Clinical Medical Research Center for Women and Children Diseases, Key Laboratory of Birth Regulation and Control Technology of National Health Commission of China, Shandong Provincial Maternal and Child Health Care Hospital Affiliated to Qingdao University, Jinan 250001, PR China.
J Hazard Mater. 2025 Sep 15;496:139286. doi: 10.1016/j.jhazmat.2025.139286. Epub 2025 Jul 17.
The widespread application of silica nanoparticles (SiNPs) presents potential health risks to humans, particularly leading to severe pulmonary fibrosis. Macrophage polarization is essential in SiNPs-induced pulmonary fibrosis. However, the underlying molecular mechanisms have not been fully elucidated. Recent studies have indicated that lactylation significantly influences macrophage polarization. In this study, we established an inflammatory-stage pulmonary fibrosis mouse model by intratracheal instillation of SiNPs over 28 days, revealing concurrent enhancement of macrophage M1 polarization and histone lactylation. In vitro experiments demonstrated that SiNPs drove RAW264.7 cells polarization to M1 type via H3K18 lactylation (H3K18la), accompanied by elevating IL-6 and TNF-α secretion. These cytokines were shown to upregulate the collagen I and α-SMA expression in NIH3T3 cells. Integrated CUT&Tag and RNA-seq analyses identified direct targeting of NOS2 gene-a key biomarker of macrophage M1 polarization by H3K18la. Notably, SiNPs downregulated SIRT3 expression, which enhanced H3K18la levels through dual mechanisms: delactylase activity and modulation of lactate metabolism.
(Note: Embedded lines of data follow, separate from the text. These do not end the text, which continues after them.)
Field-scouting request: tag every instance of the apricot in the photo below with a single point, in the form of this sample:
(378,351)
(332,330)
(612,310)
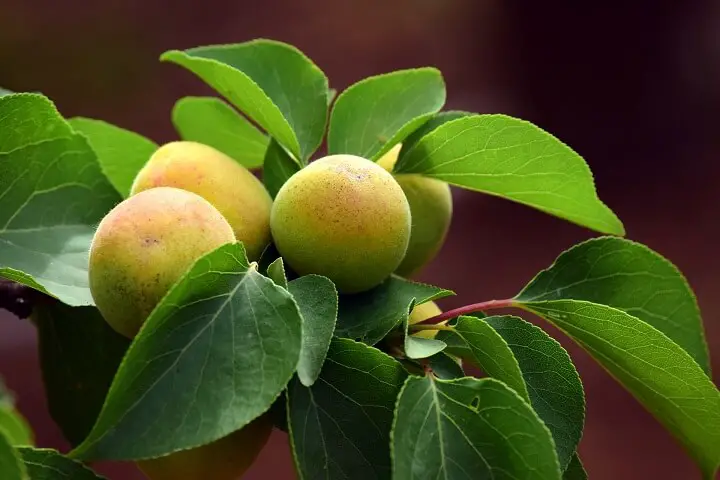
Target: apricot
(343,217)
(144,245)
(423,312)
(225,459)
(230,187)
(431,209)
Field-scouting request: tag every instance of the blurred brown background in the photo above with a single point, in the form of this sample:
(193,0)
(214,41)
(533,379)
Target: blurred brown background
(635,88)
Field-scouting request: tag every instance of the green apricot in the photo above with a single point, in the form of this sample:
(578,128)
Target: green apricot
(225,459)
(144,245)
(230,187)
(423,312)
(343,217)
(431,208)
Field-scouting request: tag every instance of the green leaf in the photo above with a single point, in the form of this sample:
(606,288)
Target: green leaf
(373,115)
(445,367)
(27,118)
(276,273)
(79,355)
(121,153)
(575,470)
(533,364)
(11,467)
(47,464)
(271,82)
(15,427)
(340,427)
(213,122)
(213,355)
(369,316)
(553,385)
(513,159)
(278,168)
(658,373)
(435,121)
(52,193)
(317,300)
(630,277)
(468,428)
(7,399)
(478,342)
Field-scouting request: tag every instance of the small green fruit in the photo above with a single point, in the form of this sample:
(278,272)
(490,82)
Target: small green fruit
(343,217)
(144,245)
(230,187)
(423,312)
(225,459)
(431,208)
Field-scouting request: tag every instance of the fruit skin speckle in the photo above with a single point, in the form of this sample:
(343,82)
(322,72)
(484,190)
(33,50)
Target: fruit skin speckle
(144,245)
(343,217)
(230,187)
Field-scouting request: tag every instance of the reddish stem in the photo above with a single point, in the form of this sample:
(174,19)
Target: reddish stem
(475,307)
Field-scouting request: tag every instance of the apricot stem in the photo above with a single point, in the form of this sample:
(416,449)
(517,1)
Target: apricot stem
(434,326)
(472,308)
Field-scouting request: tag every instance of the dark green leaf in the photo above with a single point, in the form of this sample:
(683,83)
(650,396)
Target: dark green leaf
(27,118)
(269,255)
(553,384)
(11,466)
(121,153)
(575,470)
(468,429)
(15,427)
(79,355)
(514,159)
(46,464)
(369,316)
(446,367)
(276,273)
(658,372)
(435,121)
(271,82)
(213,355)
(532,363)
(340,427)
(630,277)
(484,347)
(318,303)
(278,168)
(373,115)
(213,122)
(53,193)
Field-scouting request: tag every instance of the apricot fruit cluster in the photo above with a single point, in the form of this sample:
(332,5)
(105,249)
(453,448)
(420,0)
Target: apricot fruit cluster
(342,216)
(188,200)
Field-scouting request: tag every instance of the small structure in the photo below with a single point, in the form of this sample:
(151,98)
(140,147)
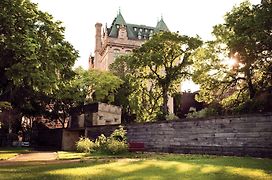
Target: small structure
(95,114)
(88,116)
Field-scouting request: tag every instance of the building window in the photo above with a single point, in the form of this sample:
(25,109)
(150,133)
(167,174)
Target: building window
(127,51)
(116,52)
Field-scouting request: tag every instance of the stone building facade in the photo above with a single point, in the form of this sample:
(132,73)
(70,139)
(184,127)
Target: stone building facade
(119,38)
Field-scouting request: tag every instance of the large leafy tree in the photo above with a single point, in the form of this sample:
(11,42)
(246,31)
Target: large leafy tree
(138,97)
(245,39)
(166,59)
(87,86)
(35,59)
(155,70)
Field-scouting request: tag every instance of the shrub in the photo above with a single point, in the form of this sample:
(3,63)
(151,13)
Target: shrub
(171,117)
(206,112)
(119,134)
(115,144)
(85,145)
(101,143)
(116,147)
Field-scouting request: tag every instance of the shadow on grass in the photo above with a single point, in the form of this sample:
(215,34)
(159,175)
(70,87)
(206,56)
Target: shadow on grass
(141,169)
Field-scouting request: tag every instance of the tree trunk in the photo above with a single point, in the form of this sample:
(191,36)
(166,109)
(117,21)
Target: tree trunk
(165,102)
(251,89)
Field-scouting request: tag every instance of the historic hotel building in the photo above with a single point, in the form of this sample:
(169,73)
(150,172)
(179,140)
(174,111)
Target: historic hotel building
(120,38)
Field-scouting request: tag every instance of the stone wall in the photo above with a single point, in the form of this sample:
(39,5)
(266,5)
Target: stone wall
(245,135)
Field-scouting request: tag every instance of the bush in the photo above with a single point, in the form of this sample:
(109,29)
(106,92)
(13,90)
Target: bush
(116,147)
(119,134)
(101,143)
(206,112)
(171,117)
(85,145)
(115,144)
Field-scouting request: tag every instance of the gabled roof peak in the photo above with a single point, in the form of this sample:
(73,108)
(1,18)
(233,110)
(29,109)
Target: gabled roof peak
(161,26)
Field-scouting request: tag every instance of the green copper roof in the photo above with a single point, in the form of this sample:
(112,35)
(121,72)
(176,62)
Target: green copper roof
(135,31)
(161,26)
(120,20)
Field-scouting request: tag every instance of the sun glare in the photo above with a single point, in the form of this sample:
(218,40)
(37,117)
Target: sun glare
(189,86)
(231,62)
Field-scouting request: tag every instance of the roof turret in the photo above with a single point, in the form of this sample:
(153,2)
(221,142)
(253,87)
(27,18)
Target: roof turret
(161,26)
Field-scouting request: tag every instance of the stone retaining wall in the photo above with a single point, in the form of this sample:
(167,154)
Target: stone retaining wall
(245,135)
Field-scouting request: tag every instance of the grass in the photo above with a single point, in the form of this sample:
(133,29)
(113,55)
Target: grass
(6,153)
(144,166)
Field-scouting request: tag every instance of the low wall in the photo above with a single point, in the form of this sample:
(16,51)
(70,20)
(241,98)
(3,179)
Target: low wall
(244,135)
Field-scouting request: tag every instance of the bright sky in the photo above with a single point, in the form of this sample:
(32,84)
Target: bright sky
(189,17)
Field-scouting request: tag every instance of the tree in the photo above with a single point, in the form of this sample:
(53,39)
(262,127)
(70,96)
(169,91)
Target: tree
(154,71)
(138,97)
(34,57)
(165,59)
(87,86)
(245,40)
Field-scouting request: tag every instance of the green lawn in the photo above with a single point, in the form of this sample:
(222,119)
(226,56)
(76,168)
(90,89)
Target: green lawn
(6,153)
(146,166)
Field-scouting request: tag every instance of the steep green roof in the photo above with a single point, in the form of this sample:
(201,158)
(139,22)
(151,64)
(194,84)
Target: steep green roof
(161,26)
(120,20)
(135,31)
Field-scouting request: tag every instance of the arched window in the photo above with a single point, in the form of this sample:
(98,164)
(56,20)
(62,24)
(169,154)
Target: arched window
(128,51)
(116,53)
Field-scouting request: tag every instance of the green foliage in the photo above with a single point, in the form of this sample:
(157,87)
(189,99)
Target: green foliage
(35,59)
(206,112)
(244,39)
(171,117)
(114,144)
(119,134)
(153,72)
(5,105)
(96,85)
(117,147)
(101,143)
(85,145)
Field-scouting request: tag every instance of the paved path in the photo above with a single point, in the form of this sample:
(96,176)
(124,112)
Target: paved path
(35,156)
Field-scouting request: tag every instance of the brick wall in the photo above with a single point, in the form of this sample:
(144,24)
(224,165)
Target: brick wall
(245,135)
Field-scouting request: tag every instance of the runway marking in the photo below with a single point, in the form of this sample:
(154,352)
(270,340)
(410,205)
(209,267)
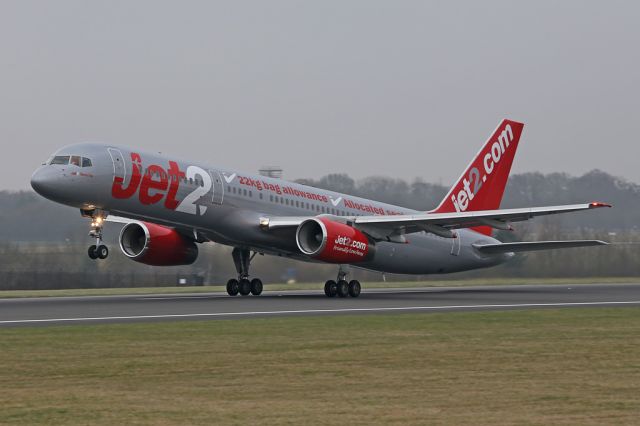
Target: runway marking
(321,311)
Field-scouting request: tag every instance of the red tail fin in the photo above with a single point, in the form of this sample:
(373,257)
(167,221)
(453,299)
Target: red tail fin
(482,184)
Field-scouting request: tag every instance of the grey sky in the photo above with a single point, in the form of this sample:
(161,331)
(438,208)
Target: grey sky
(396,88)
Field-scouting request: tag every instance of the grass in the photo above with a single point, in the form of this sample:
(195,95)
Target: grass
(6,294)
(572,366)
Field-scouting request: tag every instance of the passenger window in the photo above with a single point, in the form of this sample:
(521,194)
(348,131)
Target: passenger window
(60,159)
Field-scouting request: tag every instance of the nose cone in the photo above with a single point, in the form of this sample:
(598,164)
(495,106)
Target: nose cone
(43,182)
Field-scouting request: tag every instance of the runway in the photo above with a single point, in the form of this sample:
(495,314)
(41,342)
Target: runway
(210,306)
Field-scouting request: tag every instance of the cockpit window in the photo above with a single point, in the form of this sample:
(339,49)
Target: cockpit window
(75,160)
(60,159)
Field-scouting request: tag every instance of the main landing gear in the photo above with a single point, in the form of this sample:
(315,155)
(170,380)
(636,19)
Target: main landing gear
(341,287)
(97,250)
(242,259)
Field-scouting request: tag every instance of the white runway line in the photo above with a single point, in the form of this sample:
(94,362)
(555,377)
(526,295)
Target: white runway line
(321,311)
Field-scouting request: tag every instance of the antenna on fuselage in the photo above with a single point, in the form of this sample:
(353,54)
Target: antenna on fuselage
(271,171)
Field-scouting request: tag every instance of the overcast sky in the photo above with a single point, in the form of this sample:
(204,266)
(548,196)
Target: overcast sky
(397,88)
This SIRT3/H3K18la/NOS2 axis establishes a novel pathway driving macrophage M1 polarization in fibrotic microenvironments, positioning SIRT3 as a promising therapeutic target for intervening in SiNPs-induced pulmonary fibrosis.
二氧化硅纳米颗粒(SiNPs)的广泛应用给人类带来了潜在的健康风险,尤其是会导致严重的肺纤维化。巨噬细胞极化在SiNPs诱导的肺纤维化中至关重要。然而,其潜在的分子机制尚未完全阐明。最近的研究表明,乳酰化显著影响巨噬细胞极化。在本研究中,我们通过气管内滴注SiNPs 28天建立了炎症期肺纤维化小鼠模型,发现巨噬细胞M1极化和组蛋白乳酰化同时增强。体外实验表明,SiNPs通过H3K18乳酰化(H3K18la)驱动RAW264.7细胞极化为M1型,同时伴随着IL-6和TNF-α分泌增加。这些细胞因子被证明可上调NIH3T3细胞中I型胶原蛋白和α-SMA的表达。综合CUT&Tag和RNA-seq分析确定了H3K18la直接靶向巨噬细胞M1极化的关键生物标志物NOS2基因。值得注意的是,SiNPs下调了SIRT3的表达,SIRT3通过双机制增强了H3K18la水平:去乳酰化酶活性和乳酸代谢调节。这个SIRT3/H3K18la/NOS2轴建立了一条在纤维化微环境中驱动巨噬细胞M1极化的新途径,将SIRT3定位为干预SiNPs诱导的肺纤维化的一个有前景的治疗靶点。